Tuesday 30 January 2018

dromomania

Strange Company features a rather moving and motivational review of a 2006 book on the life and times of a former Royal Navy lieutenant named James Holman who refused to let his handicap define him. Son of a chemist in Exeter who specialised in exotic imports of any substance (medical or otherwise) that could be dried, powdered or prepared for transport from afar, Holman was enchanted from childhood and hoped that a career in the navy would have shown him these remote places.

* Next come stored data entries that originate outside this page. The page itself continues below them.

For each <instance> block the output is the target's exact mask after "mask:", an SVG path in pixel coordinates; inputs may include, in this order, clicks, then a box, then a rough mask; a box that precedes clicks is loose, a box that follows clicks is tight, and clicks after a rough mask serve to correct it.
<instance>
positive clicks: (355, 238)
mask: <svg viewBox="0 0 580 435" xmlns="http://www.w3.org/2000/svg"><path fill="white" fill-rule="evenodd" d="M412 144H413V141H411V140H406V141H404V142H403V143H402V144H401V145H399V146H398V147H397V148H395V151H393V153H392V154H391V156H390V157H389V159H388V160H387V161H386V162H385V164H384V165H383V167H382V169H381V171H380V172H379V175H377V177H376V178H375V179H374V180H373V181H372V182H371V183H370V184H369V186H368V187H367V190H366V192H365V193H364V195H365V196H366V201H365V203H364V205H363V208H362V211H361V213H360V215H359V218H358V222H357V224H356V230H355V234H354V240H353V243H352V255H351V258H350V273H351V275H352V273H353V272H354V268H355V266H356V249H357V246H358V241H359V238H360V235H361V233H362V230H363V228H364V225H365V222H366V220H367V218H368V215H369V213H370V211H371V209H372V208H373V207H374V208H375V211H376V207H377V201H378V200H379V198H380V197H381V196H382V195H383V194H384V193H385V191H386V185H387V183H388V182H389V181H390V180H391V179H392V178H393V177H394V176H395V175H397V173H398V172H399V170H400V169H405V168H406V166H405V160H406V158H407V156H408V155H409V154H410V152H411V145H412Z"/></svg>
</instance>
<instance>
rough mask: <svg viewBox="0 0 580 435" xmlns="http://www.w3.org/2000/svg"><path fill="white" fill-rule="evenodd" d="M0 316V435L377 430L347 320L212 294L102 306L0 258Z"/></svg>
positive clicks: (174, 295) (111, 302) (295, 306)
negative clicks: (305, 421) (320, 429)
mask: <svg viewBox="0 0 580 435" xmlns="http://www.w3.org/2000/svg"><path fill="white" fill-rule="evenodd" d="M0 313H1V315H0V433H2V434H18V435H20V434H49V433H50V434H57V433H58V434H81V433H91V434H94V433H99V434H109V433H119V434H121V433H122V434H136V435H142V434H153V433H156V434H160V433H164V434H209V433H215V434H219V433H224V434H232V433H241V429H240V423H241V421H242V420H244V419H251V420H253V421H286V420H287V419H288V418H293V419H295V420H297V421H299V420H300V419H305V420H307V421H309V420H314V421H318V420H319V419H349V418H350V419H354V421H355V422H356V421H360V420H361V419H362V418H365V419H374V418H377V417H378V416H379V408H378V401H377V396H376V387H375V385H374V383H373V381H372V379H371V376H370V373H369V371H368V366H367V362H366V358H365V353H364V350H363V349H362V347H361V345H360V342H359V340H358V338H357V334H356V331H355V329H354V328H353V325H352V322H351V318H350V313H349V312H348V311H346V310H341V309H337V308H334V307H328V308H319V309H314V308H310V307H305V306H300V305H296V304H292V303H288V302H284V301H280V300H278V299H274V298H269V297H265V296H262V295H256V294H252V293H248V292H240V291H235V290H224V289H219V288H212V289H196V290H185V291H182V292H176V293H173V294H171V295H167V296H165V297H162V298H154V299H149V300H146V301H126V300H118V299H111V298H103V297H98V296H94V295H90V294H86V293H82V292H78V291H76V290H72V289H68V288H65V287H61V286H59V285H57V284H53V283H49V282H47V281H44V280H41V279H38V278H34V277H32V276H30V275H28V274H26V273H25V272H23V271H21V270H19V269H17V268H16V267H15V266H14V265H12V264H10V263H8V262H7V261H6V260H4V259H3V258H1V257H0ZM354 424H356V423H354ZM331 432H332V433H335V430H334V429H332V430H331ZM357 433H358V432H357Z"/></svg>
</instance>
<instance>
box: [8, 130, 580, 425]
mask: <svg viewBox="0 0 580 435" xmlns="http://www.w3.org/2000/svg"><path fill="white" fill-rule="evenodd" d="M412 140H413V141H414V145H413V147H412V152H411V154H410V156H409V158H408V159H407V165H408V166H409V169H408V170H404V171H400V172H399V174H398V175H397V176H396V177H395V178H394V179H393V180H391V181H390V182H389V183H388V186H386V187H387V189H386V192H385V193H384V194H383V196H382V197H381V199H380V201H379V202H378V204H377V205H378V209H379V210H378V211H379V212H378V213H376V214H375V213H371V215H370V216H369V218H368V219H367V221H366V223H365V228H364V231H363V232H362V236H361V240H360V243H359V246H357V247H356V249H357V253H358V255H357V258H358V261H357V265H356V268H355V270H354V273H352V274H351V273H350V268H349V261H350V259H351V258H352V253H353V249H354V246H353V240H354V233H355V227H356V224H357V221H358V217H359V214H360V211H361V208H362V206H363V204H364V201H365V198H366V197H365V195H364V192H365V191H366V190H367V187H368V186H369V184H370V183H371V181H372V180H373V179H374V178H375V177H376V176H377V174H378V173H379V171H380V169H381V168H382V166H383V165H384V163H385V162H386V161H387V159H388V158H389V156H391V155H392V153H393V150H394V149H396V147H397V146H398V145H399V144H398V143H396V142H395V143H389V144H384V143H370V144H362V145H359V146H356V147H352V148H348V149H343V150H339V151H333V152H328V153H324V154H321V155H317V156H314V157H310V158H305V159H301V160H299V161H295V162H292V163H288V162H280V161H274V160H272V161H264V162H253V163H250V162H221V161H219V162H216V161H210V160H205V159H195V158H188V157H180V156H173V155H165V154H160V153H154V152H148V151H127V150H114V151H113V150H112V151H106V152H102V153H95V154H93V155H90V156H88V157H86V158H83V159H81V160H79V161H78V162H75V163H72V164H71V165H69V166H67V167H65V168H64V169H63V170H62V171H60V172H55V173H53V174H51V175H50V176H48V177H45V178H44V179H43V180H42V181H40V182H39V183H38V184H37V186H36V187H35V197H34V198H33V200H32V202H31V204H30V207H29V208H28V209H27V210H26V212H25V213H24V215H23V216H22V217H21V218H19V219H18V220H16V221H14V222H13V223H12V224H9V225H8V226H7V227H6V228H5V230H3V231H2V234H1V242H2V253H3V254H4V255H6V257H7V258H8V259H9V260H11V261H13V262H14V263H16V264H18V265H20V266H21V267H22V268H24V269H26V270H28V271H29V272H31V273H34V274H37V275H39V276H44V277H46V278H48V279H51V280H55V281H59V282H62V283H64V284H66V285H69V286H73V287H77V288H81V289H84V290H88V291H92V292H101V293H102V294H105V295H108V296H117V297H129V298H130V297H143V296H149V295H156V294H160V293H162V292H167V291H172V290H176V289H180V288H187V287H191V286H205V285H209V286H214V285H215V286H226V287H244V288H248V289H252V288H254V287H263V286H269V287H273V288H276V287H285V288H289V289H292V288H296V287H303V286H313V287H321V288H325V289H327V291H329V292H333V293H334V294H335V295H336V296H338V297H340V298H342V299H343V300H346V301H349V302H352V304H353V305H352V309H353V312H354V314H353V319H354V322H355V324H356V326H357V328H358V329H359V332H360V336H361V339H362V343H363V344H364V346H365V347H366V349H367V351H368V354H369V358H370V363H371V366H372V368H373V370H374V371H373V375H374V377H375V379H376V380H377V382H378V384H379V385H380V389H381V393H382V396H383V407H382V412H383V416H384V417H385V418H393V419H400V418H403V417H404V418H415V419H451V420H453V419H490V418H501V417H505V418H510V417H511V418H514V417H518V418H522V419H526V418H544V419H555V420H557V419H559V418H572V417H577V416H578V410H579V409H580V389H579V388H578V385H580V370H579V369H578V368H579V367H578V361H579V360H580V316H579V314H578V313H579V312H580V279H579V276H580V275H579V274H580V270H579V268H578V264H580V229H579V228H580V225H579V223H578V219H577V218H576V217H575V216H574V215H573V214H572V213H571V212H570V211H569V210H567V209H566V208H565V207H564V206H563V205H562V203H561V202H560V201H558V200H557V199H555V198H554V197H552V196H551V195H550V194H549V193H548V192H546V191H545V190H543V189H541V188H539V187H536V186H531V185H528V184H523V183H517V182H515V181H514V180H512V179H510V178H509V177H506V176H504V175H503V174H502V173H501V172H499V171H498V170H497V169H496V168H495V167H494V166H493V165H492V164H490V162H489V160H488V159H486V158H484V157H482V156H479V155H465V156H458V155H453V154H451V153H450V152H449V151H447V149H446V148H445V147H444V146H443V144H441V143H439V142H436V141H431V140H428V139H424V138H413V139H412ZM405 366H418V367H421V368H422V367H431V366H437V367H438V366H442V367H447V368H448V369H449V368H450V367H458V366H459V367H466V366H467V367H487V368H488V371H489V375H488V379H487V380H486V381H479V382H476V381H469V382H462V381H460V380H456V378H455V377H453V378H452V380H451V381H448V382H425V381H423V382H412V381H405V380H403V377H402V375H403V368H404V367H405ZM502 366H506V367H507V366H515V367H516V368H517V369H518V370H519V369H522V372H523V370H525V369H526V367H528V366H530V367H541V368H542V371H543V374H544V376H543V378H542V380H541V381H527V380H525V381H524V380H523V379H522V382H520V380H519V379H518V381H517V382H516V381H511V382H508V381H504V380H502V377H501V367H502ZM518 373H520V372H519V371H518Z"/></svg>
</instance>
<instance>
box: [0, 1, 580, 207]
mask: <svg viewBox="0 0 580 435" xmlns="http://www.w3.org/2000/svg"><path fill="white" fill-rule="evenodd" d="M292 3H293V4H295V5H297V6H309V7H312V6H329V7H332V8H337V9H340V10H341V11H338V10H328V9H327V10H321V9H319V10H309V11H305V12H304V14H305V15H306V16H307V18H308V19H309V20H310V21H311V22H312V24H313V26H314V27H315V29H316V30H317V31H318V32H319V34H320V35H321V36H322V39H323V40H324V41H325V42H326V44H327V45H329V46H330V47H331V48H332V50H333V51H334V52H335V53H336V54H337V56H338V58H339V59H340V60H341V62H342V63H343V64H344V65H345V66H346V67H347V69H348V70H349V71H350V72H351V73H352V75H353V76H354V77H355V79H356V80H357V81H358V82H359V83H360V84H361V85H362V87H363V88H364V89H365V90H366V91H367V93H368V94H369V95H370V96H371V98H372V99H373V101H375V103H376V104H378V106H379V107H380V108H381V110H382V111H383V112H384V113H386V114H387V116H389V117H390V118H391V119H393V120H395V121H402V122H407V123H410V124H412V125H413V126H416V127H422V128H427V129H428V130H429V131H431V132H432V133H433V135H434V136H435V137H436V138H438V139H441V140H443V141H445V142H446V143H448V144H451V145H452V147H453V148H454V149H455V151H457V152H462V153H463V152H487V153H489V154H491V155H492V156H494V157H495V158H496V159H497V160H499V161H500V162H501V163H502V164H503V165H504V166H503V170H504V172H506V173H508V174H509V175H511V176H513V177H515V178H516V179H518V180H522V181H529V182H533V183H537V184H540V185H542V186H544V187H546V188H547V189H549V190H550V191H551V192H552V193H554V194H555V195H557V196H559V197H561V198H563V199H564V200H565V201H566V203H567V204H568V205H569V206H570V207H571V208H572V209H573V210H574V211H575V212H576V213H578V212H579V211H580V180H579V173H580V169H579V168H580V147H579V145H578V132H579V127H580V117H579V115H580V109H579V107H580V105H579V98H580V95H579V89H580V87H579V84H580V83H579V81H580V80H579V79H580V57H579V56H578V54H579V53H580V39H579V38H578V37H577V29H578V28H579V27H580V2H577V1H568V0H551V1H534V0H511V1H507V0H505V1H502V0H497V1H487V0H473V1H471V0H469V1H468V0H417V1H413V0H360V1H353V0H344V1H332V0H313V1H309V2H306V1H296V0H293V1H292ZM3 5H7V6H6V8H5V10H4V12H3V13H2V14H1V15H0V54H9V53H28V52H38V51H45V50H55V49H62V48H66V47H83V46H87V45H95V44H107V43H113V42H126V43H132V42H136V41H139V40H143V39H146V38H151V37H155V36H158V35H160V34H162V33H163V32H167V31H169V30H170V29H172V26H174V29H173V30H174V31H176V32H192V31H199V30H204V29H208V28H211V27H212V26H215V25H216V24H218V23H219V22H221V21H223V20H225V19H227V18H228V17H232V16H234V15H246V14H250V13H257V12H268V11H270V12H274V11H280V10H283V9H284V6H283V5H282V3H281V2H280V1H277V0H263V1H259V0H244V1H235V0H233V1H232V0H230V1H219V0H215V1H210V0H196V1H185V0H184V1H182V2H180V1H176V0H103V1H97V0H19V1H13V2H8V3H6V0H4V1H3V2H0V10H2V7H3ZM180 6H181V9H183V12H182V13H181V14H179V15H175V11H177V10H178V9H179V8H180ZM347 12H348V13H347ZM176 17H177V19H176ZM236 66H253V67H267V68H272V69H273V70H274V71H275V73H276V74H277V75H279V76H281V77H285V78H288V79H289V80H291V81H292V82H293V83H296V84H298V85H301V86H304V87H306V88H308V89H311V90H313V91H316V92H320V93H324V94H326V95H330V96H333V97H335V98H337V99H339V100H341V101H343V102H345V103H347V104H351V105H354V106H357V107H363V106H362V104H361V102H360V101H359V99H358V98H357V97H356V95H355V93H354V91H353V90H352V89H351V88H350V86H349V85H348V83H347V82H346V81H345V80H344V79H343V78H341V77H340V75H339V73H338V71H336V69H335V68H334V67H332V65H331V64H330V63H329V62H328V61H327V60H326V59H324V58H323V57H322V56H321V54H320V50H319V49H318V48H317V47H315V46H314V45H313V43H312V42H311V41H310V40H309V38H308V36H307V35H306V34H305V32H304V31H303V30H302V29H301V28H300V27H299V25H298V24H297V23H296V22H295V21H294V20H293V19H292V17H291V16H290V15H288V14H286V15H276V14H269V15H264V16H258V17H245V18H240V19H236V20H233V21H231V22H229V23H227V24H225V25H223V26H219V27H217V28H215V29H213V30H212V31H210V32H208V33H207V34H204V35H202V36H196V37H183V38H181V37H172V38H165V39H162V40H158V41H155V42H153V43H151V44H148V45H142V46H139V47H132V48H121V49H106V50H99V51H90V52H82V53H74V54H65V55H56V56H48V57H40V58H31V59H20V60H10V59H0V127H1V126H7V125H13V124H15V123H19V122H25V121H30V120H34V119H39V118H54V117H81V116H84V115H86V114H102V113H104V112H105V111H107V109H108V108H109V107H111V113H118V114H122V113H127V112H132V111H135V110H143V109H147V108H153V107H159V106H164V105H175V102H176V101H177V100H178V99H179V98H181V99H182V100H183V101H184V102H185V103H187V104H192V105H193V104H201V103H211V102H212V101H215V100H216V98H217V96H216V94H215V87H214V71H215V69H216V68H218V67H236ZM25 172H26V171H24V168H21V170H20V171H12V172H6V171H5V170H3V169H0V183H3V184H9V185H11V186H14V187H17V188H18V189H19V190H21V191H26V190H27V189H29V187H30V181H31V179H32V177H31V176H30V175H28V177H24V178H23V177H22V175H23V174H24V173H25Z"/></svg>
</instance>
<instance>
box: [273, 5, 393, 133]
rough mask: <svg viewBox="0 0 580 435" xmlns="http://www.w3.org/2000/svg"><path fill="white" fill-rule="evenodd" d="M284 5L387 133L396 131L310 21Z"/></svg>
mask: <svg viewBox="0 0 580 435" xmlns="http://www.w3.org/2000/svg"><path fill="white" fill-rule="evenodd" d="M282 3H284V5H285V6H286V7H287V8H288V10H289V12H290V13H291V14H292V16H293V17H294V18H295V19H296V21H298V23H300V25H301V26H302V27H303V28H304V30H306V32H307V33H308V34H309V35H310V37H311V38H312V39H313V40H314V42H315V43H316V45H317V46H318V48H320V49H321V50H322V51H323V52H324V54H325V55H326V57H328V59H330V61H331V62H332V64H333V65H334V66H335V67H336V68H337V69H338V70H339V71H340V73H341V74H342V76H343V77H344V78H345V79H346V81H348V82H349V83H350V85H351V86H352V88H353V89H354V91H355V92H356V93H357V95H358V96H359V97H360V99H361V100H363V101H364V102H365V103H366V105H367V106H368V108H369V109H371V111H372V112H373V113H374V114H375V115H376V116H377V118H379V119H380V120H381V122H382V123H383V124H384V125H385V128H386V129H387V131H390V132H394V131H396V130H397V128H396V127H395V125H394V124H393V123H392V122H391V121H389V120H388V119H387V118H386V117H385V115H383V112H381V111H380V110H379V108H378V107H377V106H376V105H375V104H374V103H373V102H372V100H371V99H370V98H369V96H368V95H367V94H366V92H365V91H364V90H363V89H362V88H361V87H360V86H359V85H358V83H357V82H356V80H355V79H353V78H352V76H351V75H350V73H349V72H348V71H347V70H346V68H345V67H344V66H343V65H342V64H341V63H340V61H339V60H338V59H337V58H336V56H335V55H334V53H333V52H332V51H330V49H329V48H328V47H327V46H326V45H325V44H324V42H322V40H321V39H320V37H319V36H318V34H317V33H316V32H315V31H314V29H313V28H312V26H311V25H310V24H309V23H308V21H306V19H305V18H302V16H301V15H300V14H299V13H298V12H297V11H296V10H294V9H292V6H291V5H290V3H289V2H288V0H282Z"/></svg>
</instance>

Though stricken with total blindness at the age of twenty-five after an exhibition in the Arctic in 1810, Holman refused charity and first pursued a course of study in medicine and literature in Edinburgh before departing solo on a classic Grand Tour of Europe, quite confident in his ability to navigate through echolocation. While abroad for three years, he acquired a rather mysterious travelling companion—who was hearing-impaired but also quite the rambler—who made periodic reappearances throughout his life and made some instrumental arrangements that allowed him to continue his journeys. Once back home, his Wanderlust could not be contained for long and penning a travelogue to help finance his adventures, he set off to circumnavigate the Earth, taking whatever means of conveyance that availed itself, and visited every continent except for Antarctica over the next five decades. His description of the flora of India are even cited by contemporary explorer Charles Darwin. Holman’s determination and bravery are pretty outstanding and inspirational, especially at a time when the fully able-bodied would be challenged to face such daunting adventures unscathed and at a time when the blind or the otherwise impaired were dismissed and marginalised by society and his story is one worth retelling.